Mübarek
Ramazan ayı nasıl başladı, nasıl bitiyor inanın anlayamadık. Aynı işyerinde çalışanlar, aynı okuldan mezun olanlar, aynı topraklarda doğanlar, sivil toplum kuruluşlarımızla, kulüplerimizle her gün birlikte iftar açıyoruz.
Her beraberliğimizde doyumsuz sohbetler, yapıp, demli çaylar eşliğinde sanki birbirimize olan yılların özlemini dindiriyoruz.
Çok müstesna günler yaşıyoruz.
Neredeyse evde çoluk çocuk iftar sofrası kurmaya hasret kaldık. Önceki gün de
Türkiye Spor Yazarları (TSYD) Ankara Şubesi'nin iftarında ülkemizde sporun sevilip, yaygınlaşması için bir ömür harcamış meslektaşlarımızla, meslek büyükleri ağabeylerimizle bir sofrada buluştuk. Gece boyunca çok özel sohbetler yapıldı, anılar paylaşıldı.

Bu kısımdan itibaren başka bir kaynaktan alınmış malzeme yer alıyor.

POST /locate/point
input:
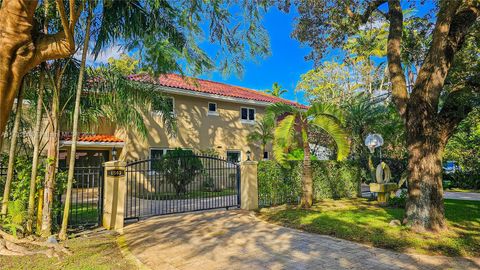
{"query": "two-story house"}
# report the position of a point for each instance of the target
(210, 116)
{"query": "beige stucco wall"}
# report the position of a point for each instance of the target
(197, 130)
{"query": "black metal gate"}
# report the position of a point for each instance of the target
(86, 206)
(180, 183)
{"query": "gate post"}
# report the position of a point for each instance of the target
(249, 185)
(114, 195)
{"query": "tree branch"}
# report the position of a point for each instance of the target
(453, 24)
(397, 76)
(457, 106)
(371, 7)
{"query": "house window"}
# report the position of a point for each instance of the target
(212, 108)
(169, 106)
(247, 114)
(233, 156)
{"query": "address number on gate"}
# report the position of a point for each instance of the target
(115, 173)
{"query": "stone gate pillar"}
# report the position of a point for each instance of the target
(114, 191)
(248, 185)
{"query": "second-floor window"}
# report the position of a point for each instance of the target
(168, 105)
(247, 114)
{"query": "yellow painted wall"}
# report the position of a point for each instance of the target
(196, 130)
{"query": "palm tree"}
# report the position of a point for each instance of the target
(12, 151)
(71, 166)
(263, 131)
(276, 90)
(293, 127)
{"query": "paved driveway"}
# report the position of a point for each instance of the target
(238, 240)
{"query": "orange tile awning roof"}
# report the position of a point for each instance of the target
(100, 138)
(210, 87)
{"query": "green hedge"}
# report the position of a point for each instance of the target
(331, 180)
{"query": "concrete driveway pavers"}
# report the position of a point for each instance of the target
(237, 239)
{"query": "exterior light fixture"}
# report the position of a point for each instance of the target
(114, 153)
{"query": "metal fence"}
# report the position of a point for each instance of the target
(87, 197)
(184, 183)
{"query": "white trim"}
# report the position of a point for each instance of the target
(215, 113)
(94, 144)
(192, 93)
(155, 112)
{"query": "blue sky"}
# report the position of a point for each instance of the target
(284, 65)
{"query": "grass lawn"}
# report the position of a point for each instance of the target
(463, 190)
(366, 222)
(97, 251)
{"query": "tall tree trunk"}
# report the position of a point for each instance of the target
(36, 136)
(22, 48)
(51, 169)
(12, 152)
(425, 209)
(71, 165)
(36, 153)
(307, 182)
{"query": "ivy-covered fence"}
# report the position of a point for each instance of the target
(331, 180)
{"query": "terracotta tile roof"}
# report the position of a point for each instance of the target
(210, 87)
(102, 138)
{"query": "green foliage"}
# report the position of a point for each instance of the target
(297, 154)
(462, 180)
(399, 201)
(208, 184)
(279, 184)
(277, 90)
(180, 168)
(294, 127)
(335, 179)
(330, 82)
(125, 64)
(16, 217)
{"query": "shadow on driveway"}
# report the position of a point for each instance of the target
(236, 239)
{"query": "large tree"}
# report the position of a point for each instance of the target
(293, 131)
(429, 122)
(23, 46)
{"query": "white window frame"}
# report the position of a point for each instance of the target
(215, 113)
(248, 121)
(173, 107)
(234, 151)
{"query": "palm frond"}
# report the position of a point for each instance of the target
(278, 109)
(326, 109)
(283, 137)
(336, 131)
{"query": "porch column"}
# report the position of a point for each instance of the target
(114, 195)
(248, 185)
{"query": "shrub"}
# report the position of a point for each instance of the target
(335, 179)
(180, 168)
(331, 180)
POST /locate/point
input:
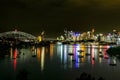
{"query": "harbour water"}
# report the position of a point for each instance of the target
(53, 62)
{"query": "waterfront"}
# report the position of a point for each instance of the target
(53, 62)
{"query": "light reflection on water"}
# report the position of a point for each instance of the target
(56, 57)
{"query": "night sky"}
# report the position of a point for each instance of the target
(53, 16)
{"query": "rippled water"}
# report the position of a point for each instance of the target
(54, 62)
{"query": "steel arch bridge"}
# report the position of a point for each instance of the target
(22, 36)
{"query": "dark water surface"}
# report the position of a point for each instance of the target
(54, 63)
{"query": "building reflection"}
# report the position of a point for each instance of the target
(91, 53)
(14, 57)
(42, 58)
(51, 50)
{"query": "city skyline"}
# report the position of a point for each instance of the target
(53, 16)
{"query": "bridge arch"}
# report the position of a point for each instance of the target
(18, 35)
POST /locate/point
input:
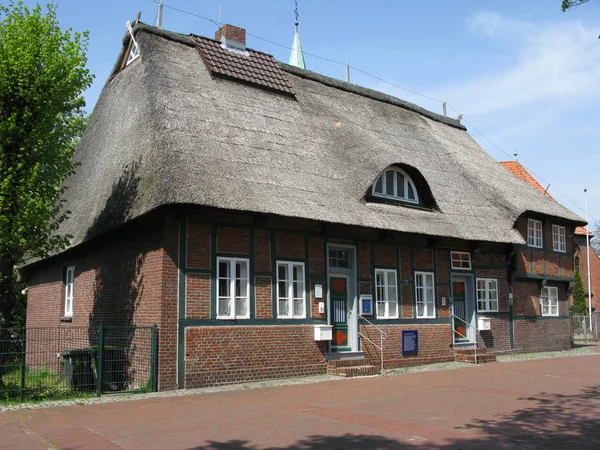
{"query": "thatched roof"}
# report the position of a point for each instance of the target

Tarifi imkansız duygular yaşadık.
Sanki nostalji denizinde fırtınaya tutuşmuş gemiler gibi sırılsıklam ıslandık.
NEREDE O ESKİ GÜNLER
Tüm bu güzelliklerin yanında yemek boyunca içime garip bir hüzün çöktü. Sanki boğazımda lokmalar dizildi bir tuhaf oldum. Şöyle masaları bir gözlerimle taradığımda sahada muhabir olarak çalışan
Hürriyet'ten sevgili kardeşim
Özgür Şahiner ve birkaç foto muhabirinden başka kimsecikleri göremedim. Sonrada içimden
"Spor servislerindeki yalnızlık iftar sofrasına yansımasından doğal ne olabilirdi" dedim.
Doğrusu ülkemizin en değerli spor basınına sahip
Ankara'nın son yıllarda uğradığı kayıplar içimi açıttı.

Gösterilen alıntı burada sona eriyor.